Run algorithm on series of images

As mentioned earlier, a well organized directory is critical for proper time series analysis of images. Directories in which images are stored should be named in a way so that files are sorted with the oldest listed first and the newest last. For example, file names may be specific and include the hour, min, and second in the file name (e.g. 010101.jpeg) or, if the sampling rate is known, as a general numeric sequence with zero padding (e.g. 0001.jpeg)

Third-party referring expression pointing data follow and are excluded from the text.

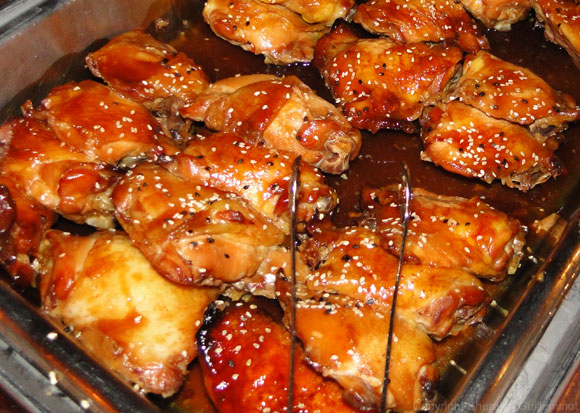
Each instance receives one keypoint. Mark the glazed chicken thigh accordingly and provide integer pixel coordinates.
(561, 20)
(55, 175)
(257, 174)
(245, 357)
(347, 341)
(146, 70)
(269, 29)
(101, 123)
(23, 222)
(417, 21)
(135, 321)
(192, 234)
(382, 84)
(350, 262)
(498, 14)
(318, 11)
(281, 113)
(447, 231)
(153, 73)
(463, 140)
(506, 91)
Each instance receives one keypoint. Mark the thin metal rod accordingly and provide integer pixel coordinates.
(293, 197)
(405, 213)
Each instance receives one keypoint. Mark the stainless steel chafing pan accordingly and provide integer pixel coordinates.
(43, 43)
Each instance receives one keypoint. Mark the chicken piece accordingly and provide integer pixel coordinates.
(447, 232)
(498, 14)
(379, 83)
(128, 316)
(148, 71)
(51, 173)
(463, 140)
(350, 262)
(257, 174)
(152, 73)
(282, 113)
(269, 29)
(561, 20)
(23, 221)
(107, 127)
(245, 359)
(347, 341)
(316, 11)
(507, 91)
(191, 233)
(422, 21)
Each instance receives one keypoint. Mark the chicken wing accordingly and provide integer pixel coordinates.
(318, 11)
(347, 341)
(257, 174)
(422, 21)
(507, 91)
(498, 14)
(382, 84)
(152, 73)
(284, 114)
(351, 262)
(269, 29)
(23, 221)
(107, 127)
(463, 140)
(447, 232)
(56, 176)
(561, 20)
(128, 316)
(191, 233)
(245, 359)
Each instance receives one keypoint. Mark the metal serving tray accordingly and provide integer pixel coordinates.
(43, 43)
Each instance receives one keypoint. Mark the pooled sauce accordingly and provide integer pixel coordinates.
(380, 161)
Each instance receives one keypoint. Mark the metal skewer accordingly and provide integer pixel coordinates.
(405, 214)
(293, 198)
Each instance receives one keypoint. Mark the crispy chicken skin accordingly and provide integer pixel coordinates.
(507, 91)
(126, 314)
(269, 29)
(379, 83)
(561, 20)
(23, 221)
(190, 233)
(284, 114)
(318, 11)
(498, 14)
(422, 21)
(463, 140)
(245, 359)
(107, 127)
(257, 174)
(447, 231)
(350, 262)
(147, 70)
(53, 174)
(347, 341)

## name the directory which holds the image files 
img.dir <- 'raw_images/year/month/day/hour/'

## list the files in this directory.  Note they should be sorted from oldest to newest
img.files <- list.files(img.dir)

## how many statistics will you save. 
## this will change if you modify the calc.blob.stats function
num.stats=14

## set up matrices to hold all the blob statistics for each RGB channel
all.blob.stats.r = matrix(NA,nrow=length(img.files),ncol=num.stats)
all.blob.stats.g = matrix(NA,nrow=length(img.files),ncol=num.stats)
all.blob.stats.b = matrix(NA,nrow=length(img.files),ncol=num.stats)

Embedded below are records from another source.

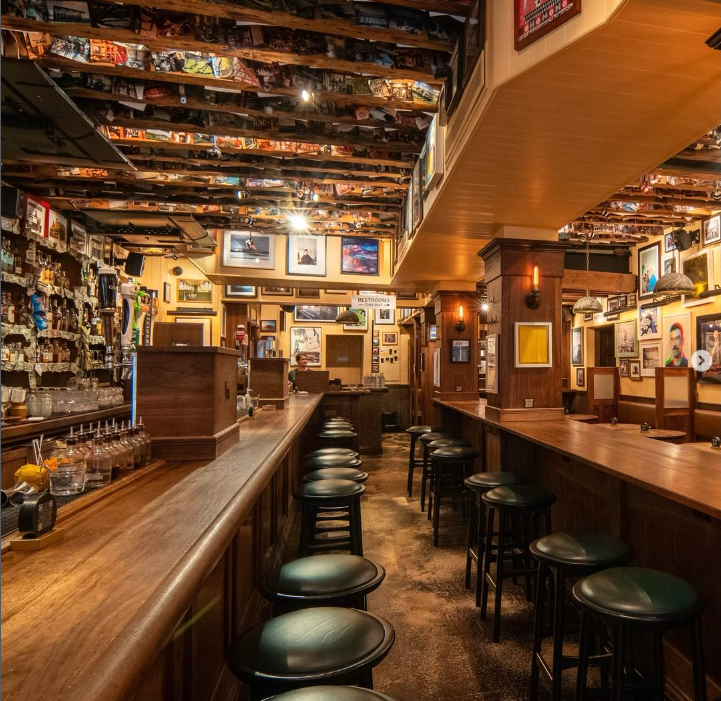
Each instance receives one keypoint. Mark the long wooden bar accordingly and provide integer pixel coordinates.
(663, 500)
(145, 591)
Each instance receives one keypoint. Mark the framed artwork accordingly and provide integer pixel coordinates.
(708, 338)
(649, 323)
(359, 256)
(306, 339)
(362, 314)
(306, 255)
(533, 20)
(698, 267)
(277, 291)
(626, 339)
(577, 345)
(649, 261)
(580, 377)
(194, 290)
(248, 291)
(711, 231)
(460, 350)
(206, 323)
(241, 249)
(634, 370)
(385, 317)
(533, 344)
(318, 313)
(650, 358)
(677, 340)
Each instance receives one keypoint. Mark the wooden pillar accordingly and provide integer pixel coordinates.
(525, 392)
(456, 346)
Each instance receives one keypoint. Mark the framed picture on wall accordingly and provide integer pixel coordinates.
(306, 255)
(577, 345)
(308, 340)
(649, 263)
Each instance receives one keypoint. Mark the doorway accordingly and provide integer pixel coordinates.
(605, 347)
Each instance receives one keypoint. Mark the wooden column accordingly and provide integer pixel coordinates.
(524, 393)
(458, 380)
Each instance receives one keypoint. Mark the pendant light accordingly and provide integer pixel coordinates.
(587, 304)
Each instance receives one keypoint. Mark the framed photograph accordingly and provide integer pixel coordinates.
(580, 377)
(359, 256)
(318, 313)
(248, 291)
(577, 345)
(626, 339)
(677, 340)
(650, 358)
(698, 267)
(711, 231)
(708, 338)
(277, 291)
(194, 290)
(649, 323)
(649, 264)
(306, 339)
(306, 255)
(241, 249)
(533, 344)
(534, 20)
(460, 350)
(206, 323)
(635, 370)
(385, 317)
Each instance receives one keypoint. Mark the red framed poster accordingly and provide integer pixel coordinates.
(535, 18)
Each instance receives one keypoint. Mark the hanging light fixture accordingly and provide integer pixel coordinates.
(587, 304)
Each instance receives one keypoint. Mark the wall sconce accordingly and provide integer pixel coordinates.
(461, 323)
(533, 298)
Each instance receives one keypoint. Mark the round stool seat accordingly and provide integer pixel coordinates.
(328, 489)
(310, 645)
(491, 480)
(447, 443)
(333, 461)
(458, 452)
(639, 594)
(346, 473)
(580, 549)
(331, 693)
(520, 495)
(332, 451)
(419, 430)
(319, 578)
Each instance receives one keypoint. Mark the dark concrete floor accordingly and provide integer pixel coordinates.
(443, 649)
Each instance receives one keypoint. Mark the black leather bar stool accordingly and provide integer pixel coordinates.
(330, 501)
(349, 473)
(478, 485)
(322, 580)
(563, 556)
(312, 646)
(450, 467)
(632, 600)
(414, 432)
(332, 693)
(519, 507)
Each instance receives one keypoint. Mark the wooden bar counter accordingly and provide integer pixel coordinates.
(663, 500)
(143, 594)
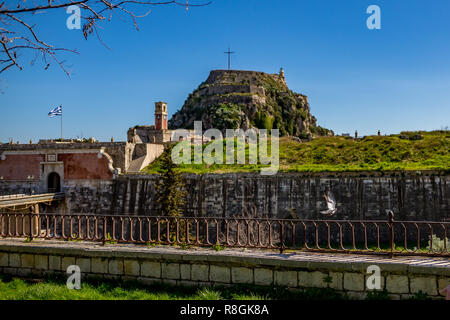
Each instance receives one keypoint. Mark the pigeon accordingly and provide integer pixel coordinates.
(331, 204)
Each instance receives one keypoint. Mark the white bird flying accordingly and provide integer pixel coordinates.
(331, 204)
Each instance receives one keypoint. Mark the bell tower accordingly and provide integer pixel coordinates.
(160, 115)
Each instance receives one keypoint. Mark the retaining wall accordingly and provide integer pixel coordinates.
(402, 277)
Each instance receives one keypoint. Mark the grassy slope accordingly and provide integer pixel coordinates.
(55, 289)
(383, 153)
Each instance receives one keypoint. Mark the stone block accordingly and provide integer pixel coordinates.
(84, 264)
(148, 281)
(263, 277)
(188, 283)
(54, 263)
(3, 259)
(27, 260)
(241, 275)
(41, 262)
(286, 278)
(14, 260)
(397, 284)
(200, 272)
(66, 262)
(169, 282)
(115, 267)
(185, 271)
(336, 280)
(219, 274)
(99, 265)
(443, 283)
(170, 271)
(427, 285)
(313, 279)
(354, 281)
(12, 271)
(24, 272)
(132, 268)
(150, 269)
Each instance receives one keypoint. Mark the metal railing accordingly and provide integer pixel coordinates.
(388, 237)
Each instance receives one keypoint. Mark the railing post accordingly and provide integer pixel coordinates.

## loop over each image and perform the steps outlined above
i=1
while(i<=length(img.files)) { 
  
  ## what is the current image file
  cur.img.file <- paste(img.dir,img.files[i],sep="")
  
  ## read in the current image 
  cur.img <-readJPEG(cur.img.file)
  
  ## Preprocess the image ...
  ## Perform blob detection ...
  ## Calculate blob statistics ...
  
  ## save the statistics from the current frame to the all blob statistics matrix
  all.blob.stats.r[i,] <- blob.stats.r
  all.blob.stats.g[i,] <- blob.stats.g
  all.blob.stats.b[i,] <- blob.stats.b
  
  ## move onto the next file
  i=i+1
}

## combine the blob statistis associated with each RGB channel into a list
all.stats <- list(r=all.blob.stats.r, g=all.blob.stats.g, b=all.blob.stats.b)

## save all the statistics in an appropriate directory
save(all.stats,file='blob_stats/year/month/day/hour/blob_stats.RData')


We perform the outlined routine above on a series of image frames collected at Erebus Volcano, Antarctica in order to track eruptive activity through time. These data come preloaded with imagefx and show a single bubble burst from the lava lake.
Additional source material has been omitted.